# First steps in pandas

*This very short introduction to pandas is mainly based on the excellent [pandas documentation](https://pandas.pydata.org/docs/user_guide/10min.html).*

To use this tutorial, I recommend the following procedure:

1. On your machine, create a new folder called `pandas`
1. Download this tutorial as .ipynb (on the top right of this webpage, select the download button) and move it to your `pandas` folder
1. Open Visual Studio Code and select the "Explorer" symbol on the top left in the [Activity Bar](https://code.visualstudio.com/docs/getstarted/userinterface)
1. Select "Open Folder" and choose your folder `pandas`. This folder is now your project directory
1. In the Explorer, open the file `pandas-intro-short.ipynb`

## Import pandas

- To load the pandas package and start working with it, import the package. 
- The community agreed alias for pandas is `pd`, so loading pandas as pd is assumed standard practice for all of the pandas documentation:

In [None]:
import pandas as pd

## Data creation

- To manually store data in a table, create a DataFrame:

In [None]:
# create the DataFrame and name it my_df
# ADD: gender with male, female and male

my_df = pd.DataFrame(
    { 
        'name': [ "Tom", "Lisa", "Peter"],
        'height': [1.68, 1.93, 1.72],
        'weight': [48.4, 89.8, 84.2]
 #       ______     ________
        }
)

In [None]:
# show my_df
my_df

## Import data

![](https://pandas.pydata.org/docs/_images/02_io_readwrite.svg)

- pandas supports many different file formats or data sources out of the box (csv, excel, sql, json, parquet, …)
- each of them import data with the prefix `read_*`
- Import data, available as a CSV file in a GitHub repo:

In [None]:
# df = pd.____("https://raw.githubusercontent.com/kirenz/datasets/master/height.csv")

# show head
df.head()

In [None]:
# same import with different style

ROOT = "https://raw.githubusercontent.com/kirenz/datasets/master/"
DATA = "___"

df = pd.read_csv(ROOT + ___)

# show head
df.head()

## Store data

- pandas supports many different file formats (csv, excel, sql, json, parquet, …)
- each of them stores data with the prefix `to_*`
- The following code will save data as an Excel file in your current directory (you may need to install [OpenPyXL](https://openpyxl.readthedocs.io/en/stable/) first. 

:::{note}
[Anaconda installation of OpenPyXL](https://anaconda.org/anaconda/openpyxl)):
:::

- In the example here, the `sheet_name` is named people_height instead of the default Sheet1. By setting `index=False` the row index labels are not saved in the spreadsheet:

In [None]:
df.____("height.xlsx", sheet_name="people_height", index=False)
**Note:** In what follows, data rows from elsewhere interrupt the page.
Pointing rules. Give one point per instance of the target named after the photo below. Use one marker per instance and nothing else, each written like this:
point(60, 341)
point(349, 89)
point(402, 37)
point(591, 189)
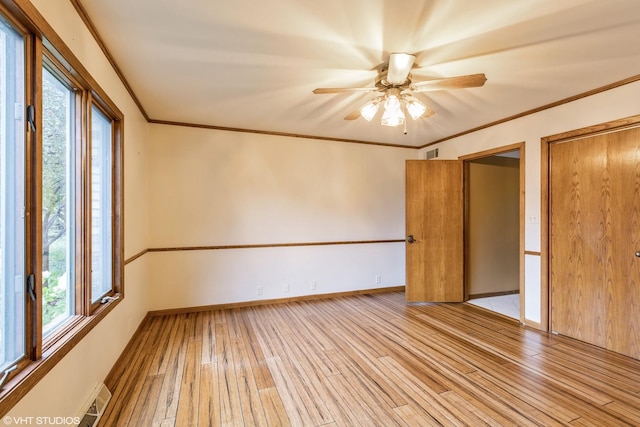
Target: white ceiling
point(252, 64)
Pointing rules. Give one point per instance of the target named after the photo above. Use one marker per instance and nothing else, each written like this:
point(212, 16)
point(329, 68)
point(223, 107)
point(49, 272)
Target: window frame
point(43, 47)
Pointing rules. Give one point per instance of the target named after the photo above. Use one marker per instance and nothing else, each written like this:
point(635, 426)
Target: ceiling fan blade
point(399, 66)
point(459, 82)
point(343, 89)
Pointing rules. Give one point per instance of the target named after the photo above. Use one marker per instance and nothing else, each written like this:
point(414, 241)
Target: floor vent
point(95, 406)
point(431, 154)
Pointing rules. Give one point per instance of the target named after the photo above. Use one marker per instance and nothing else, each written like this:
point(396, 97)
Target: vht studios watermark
point(41, 421)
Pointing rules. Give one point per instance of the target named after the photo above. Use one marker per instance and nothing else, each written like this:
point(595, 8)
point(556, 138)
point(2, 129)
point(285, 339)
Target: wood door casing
point(594, 233)
point(434, 211)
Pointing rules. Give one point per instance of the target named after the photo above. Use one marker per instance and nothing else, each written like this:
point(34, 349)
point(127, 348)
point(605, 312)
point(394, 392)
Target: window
point(61, 234)
point(12, 194)
point(101, 206)
point(58, 216)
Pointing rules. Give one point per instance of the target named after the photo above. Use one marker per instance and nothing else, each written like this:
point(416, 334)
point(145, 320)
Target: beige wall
point(493, 263)
point(215, 188)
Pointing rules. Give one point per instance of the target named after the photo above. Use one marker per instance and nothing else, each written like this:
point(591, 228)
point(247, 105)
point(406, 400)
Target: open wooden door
point(435, 220)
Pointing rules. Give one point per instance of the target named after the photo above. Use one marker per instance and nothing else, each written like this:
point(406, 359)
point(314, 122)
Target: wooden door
point(434, 226)
point(594, 237)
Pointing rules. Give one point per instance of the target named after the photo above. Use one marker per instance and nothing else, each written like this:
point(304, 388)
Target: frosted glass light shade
point(393, 115)
point(369, 110)
point(416, 109)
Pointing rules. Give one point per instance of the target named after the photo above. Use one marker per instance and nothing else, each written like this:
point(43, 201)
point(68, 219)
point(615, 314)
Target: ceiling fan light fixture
point(416, 109)
point(393, 115)
point(369, 110)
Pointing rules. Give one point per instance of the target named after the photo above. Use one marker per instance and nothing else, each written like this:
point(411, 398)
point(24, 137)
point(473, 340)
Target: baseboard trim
point(493, 294)
point(258, 303)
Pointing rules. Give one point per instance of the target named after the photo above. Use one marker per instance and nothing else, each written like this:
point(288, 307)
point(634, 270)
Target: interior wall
point(599, 108)
point(493, 263)
point(64, 390)
point(219, 188)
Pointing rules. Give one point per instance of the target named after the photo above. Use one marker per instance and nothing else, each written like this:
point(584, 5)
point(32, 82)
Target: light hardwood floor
point(365, 360)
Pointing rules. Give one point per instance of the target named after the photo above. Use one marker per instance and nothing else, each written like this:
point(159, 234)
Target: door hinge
point(31, 286)
point(31, 117)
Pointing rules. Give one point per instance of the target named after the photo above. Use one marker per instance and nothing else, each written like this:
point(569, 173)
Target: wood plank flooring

- The equivalent read function `read_excel()` would reload the data to a DataFrame:

In [None]:
# load excel file
df_new = pd._____("height.xlsx", sheet_name="people_height")

## Viewing data

### Overview

In [None]:
# show df
df

In [None]:
# show first 2 rows
df.head(_)

In [None]:
# show last 2 rows
df.tail(_)

- The `info()` method prints information about a DataFrame including the index dtype and columns, non-null values and memory usage:

In [None]:
df.info()

### Column names

In [None]:
# Show columns
df.columns

### Data type

- Show data types ([dtypes](https://pandas.pydata.org/docs/user_guide/basics.html#basics-dtypes)).

In [None]:
df.___

- The data types in this DataFrame are integers (int64), floats (float64) and strings (object).

### Index

In [None]:
# Only show index
df.___

## Change column names

- Usually, we prefer to work with columns that have the following proporties:
  - no leading or trailing whitespace (`"name"` instead of `" name "`, `" name"` or `"name "`)
  - all lowercase (`"name"` instead of `"Name"`)
  - now white spaces (`"my_name"` instead of `"my name"`)

### Simple rename

- First, we rename columns by simply using a mapping
- We rename `"Name"` to `"name"` and just print the result (we want to display errors and don't save the changes for now):

In [None]:
df.___(columns={"Name": "___"}, errors="raise")

- Let`s rename Gender to gender
- Again, we just want to display the result (without saving it).
- Remove the # and run the following code:

In [None]:
# df.rename(columns={"Gender": "gender"}, errors="raise")

- This raises an error. Can you spot the problem? (take a look at the end of the error statement)
- The KeyError statement tells us that `"['Gender'] not found in axis"`
- This is because variable Gender has a white space at the beginning: `[ Gender]`
- We could fix this problem by typing `" Gender"` instead of `"Gender"`
- However, there are useful functions (regular expressions) to deal with this kind of problems

### Trailing and leading spaces (with regex)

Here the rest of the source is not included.